On Thursday, stocks plummeted as the market punished businesses perceived as possible losers from artificial intelligence technology.
It is still close to its all-time high achieved late last month, but the S&P 500 fell 1.6% for its second-worst day since Thanksgiving. The Nasdaq composite sank 2% and the Dow Jones Industrial Average experienced a 1.3% decline of 669 points.
AppLovin posted a higher profit for the most recent quarter than analysts had anticipated, but it still lost over a fifth of its value and fell 19.7%. It has faced criticism, like other software companies, from concerns that AI might disrupt its market and drastically alter how people use the internet.
In an analyst conference call, AppLovin CEO Adam Foroughi dismissed the worries, stating that metrics indicate his business is doing well. According to him, “there is a real disconnect between the sentiment of the market and the reality of our business.”
Nonetheless, its stock’s loss for the first half of the year increased to 32.2% as of the day.
Cisco Systems fell 12.3% despite exceeding analysts’ earnings and revenue projections for the previous quarter. The tech behemoth stated that it may make less profit per $1 of revenue in the current quarter than it did in the previous quarter.
That might be a sign of rising computer memory costs that everyone must pay in the midst of the AI rush, according to analysts.

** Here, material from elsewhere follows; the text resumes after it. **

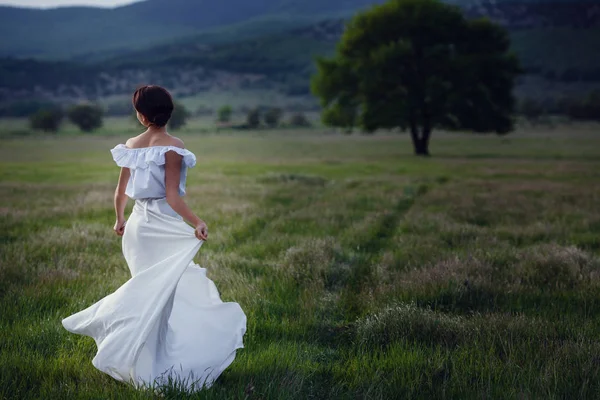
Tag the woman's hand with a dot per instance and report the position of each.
(119, 227)
(201, 231)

More generally, concerns are growing about whether companies investing substantially in AI will see sufficient productivity and revenues to justify the expenditures.
The concerns about AI have had an especially negative impact on software equities, but they are also affecting other sectors and industries. For instance, strategists at UBS believe that “AI disruption risk” would drive down bond prices, even if the threat is yet unclear.

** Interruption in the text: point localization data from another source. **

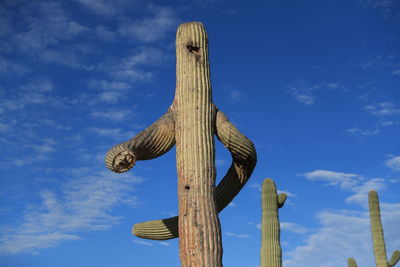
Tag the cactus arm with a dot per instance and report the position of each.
(271, 252)
(244, 159)
(281, 199)
(377, 230)
(152, 142)
(351, 262)
(394, 259)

According to a paper by strategists led by Matthew Mish, “the timing of AI disruption remains uncertain, and the fog of uncertainty is unlikely to fade away quickly.”
They anticipate that the AI danger will lead to a rise in defaults in the junk bond and other low-rated markets. That could damage even strong, financially solid companies by making borrowing more expensive, especially Big Tech companies that have been aggressively borrowing to fund their AI developments. That spending has contributed significantly to the AI frenzy.

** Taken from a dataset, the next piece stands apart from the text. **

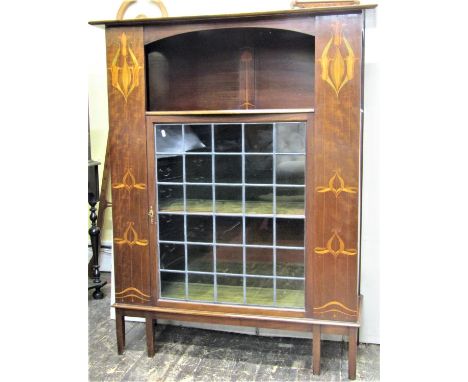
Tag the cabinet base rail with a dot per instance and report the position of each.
(317, 327)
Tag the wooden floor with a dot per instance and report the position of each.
(186, 354)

According to the UBS strategists, such ripple effects “could be significant, potentially undercutting capital spending, investment plans, and ultimately the AI boom itself” in a less likely but extremely harmful scenario.
Some of the businesses that serve clients with large AI budgets are profiting in the interim.
For instance, Equinix surged 10.4% despite the fact that the digital infrastructure company’s most recent quarter earnings did not meet analyst forecasts. CEO Adaire Fox-Martin stated that “demand for our solutions has never been higher” after the company released revenue projections for 2026 that exceeded analysts’ expectations.
After revealing a higher-than-expected earnings for the most recent quarter, McDonald’s saw a 2.7% increase outside of the IT sector. The restaurant company cited actions to increase its affordability and value, such as lowering the cost of certain combination meals in the United States in September.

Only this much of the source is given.